Vaccaro J P, Dorfman G S, Lambiase R E
Department of Diagnostic Imaging, Rhode Island Hospital, Brown University, Providence 02903.
Cardiovasc Intervent Radiol. 1991 Mar-Apr;14(2):109-12. doi: 10.1007/BF02577706.
Although biliary fistulae and bilomas are often adequately managed with percutaneous drainage, persistent bile duct leaks are difficult to control.

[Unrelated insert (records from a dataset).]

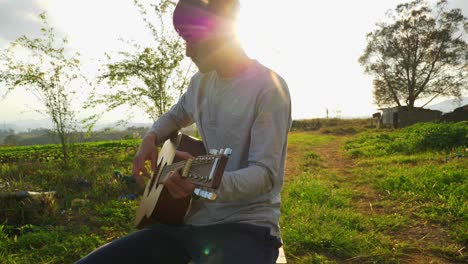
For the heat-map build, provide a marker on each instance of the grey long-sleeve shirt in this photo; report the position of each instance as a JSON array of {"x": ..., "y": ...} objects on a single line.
[{"x": 251, "y": 114}]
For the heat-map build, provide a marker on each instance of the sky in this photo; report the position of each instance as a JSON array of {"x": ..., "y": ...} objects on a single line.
[{"x": 313, "y": 45}]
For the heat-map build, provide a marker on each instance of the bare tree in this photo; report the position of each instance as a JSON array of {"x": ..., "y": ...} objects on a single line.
[{"x": 421, "y": 54}]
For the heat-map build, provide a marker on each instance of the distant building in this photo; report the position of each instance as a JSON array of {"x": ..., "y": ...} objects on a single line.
[
  {"x": 459, "y": 114},
  {"x": 400, "y": 116}
]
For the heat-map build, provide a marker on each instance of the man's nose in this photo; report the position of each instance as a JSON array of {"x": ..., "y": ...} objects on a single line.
[{"x": 189, "y": 52}]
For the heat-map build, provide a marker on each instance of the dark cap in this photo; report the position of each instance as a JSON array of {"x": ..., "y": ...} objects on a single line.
[{"x": 197, "y": 19}]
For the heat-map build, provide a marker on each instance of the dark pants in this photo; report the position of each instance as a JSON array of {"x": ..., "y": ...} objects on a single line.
[{"x": 224, "y": 243}]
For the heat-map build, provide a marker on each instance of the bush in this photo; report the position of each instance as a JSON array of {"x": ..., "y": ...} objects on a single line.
[{"x": 417, "y": 138}]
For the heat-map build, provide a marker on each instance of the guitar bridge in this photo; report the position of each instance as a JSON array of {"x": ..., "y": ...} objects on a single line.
[{"x": 187, "y": 166}]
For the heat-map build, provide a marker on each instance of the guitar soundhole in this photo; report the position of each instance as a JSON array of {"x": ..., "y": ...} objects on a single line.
[{"x": 155, "y": 177}]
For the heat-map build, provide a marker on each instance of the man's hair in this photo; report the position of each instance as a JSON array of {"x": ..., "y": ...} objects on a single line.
[
  {"x": 226, "y": 8},
  {"x": 196, "y": 18}
]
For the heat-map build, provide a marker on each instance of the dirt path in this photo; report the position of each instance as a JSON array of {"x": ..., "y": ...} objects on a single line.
[{"x": 417, "y": 234}]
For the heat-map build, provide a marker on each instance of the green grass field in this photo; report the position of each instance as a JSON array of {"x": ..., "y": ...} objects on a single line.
[{"x": 351, "y": 196}]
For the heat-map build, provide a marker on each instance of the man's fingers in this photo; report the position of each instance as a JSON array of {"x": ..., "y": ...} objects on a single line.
[{"x": 154, "y": 161}]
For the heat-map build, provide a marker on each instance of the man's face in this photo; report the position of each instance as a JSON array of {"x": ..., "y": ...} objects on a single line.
[{"x": 203, "y": 52}]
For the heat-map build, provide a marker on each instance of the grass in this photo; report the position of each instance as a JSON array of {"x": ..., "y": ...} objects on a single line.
[{"x": 362, "y": 197}]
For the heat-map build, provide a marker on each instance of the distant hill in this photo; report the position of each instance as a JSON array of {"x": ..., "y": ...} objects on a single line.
[
  {"x": 30, "y": 124},
  {"x": 448, "y": 105}
]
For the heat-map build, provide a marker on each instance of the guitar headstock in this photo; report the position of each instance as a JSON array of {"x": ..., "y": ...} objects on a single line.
[{"x": 207, "y": 170}]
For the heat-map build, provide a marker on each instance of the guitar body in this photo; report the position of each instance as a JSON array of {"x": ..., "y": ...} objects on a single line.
[{"x": 157, "y": 205}]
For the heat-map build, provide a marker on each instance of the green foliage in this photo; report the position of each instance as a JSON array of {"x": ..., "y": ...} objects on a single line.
[
  {"x": 47, "y": 244},
  {"x": 414, "y": 139},
  {"x": 420, "y": 53},
  {"x": 46, "y": 72},
  {"x": 149, "y": 78}
]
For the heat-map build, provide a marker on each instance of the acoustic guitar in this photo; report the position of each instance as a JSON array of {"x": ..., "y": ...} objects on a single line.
[{"x": 205, "y": 172}]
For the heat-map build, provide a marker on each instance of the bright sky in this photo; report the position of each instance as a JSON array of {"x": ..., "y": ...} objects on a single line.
[{"x": 314, "y": 45}]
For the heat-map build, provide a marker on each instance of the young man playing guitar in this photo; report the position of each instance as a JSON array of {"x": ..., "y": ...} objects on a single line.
[{"x": 235, "y": 103}]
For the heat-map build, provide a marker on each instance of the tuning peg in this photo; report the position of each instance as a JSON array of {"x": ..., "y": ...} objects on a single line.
[
  {"x": 227, "y": 152},
  {"x": 213, "y": 151},
  {"x": 205, "y": 194}
]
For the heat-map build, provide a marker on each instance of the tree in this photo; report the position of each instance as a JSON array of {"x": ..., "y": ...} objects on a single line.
[
  {"x": 421, "y": 54},
  {"x": 151, "y": 77},
  {"x": 42, "y": 67}
]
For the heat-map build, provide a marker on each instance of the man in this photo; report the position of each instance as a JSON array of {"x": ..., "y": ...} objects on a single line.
[{"x": 237, "y": 103}]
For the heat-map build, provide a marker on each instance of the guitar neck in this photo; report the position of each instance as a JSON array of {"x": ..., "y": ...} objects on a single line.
[{"x": 173, "y": 167}]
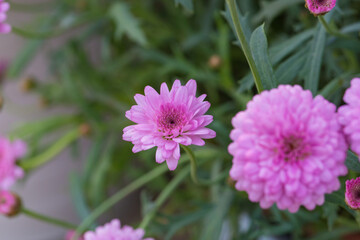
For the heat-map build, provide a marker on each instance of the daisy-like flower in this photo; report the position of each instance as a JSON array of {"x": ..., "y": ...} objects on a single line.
[
  {"x": 288, "y": 149},
  {"x": 320, "y": 7},
  {"x": 9, "y": 153},
  {"x": 9, "y": 203},
  {"x": 4, "y": 7},
  {"x": 349, "y": 115},
  {"x": 352, "y": 194},
  {"x": 168, "y": 119},
  {"x": 114, "y": 231}
]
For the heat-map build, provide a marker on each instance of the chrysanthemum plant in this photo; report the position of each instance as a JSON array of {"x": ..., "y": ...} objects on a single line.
[{"x": 235, "y": 122}]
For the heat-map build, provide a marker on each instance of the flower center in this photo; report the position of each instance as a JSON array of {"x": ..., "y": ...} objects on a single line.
[
  {"x": 293, "y": 148},
  {"x": 171, "y": 117}
]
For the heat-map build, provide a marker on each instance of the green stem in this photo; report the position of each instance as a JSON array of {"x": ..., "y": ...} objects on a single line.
[
  {"x": 47, "y": 219},
  {"x": 52, "y": 151},
  {"x": 331, "y": 30},
  {"x": 163, "y": 196},
  {"x": 107, "y": 204},
  {"x": 244, "y": 44}
]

The primary surgical goal in this situation is to decompress the biliary system through diversion of bile flow to facilitate healing of the defect in the bile ducts. We report 3 patients with large biliary duct defects who underwent percutaneous transhepatic cholangiography which demonstrated the site of the biliary leakage. Then, extrapolating the aforementioned surgical tenet to these patients, all 3 were successfully treated with interventional radiologic techniques: simultaneous percutaneous transhepatic biliary diversion to control biliary flow and percutaneous biloma drainage to facilitate closure of the cavity.
尽管胆瘘和胆汁瘤通常可通过经皮引流得到充分处理,但持续性胆管漏却难以控制。在这种情况下,主要的手术目标是通过胆汁流改道来减压胆道系统,以促进胆管缺损的愈合。我们报告了3例患有大的胆管缺损的患者,他们接受了经皮肝穿刺胆管造影,显示了胆漏的部位。然后,将上述手术原则应用于这些患者,所有3例均通过介入放射学技术成功治疗:同时进行经皮肝穿刺胆道改道以控制胆汁流动,并进行经皮胆汁瘤引流以促进腔隙闭合。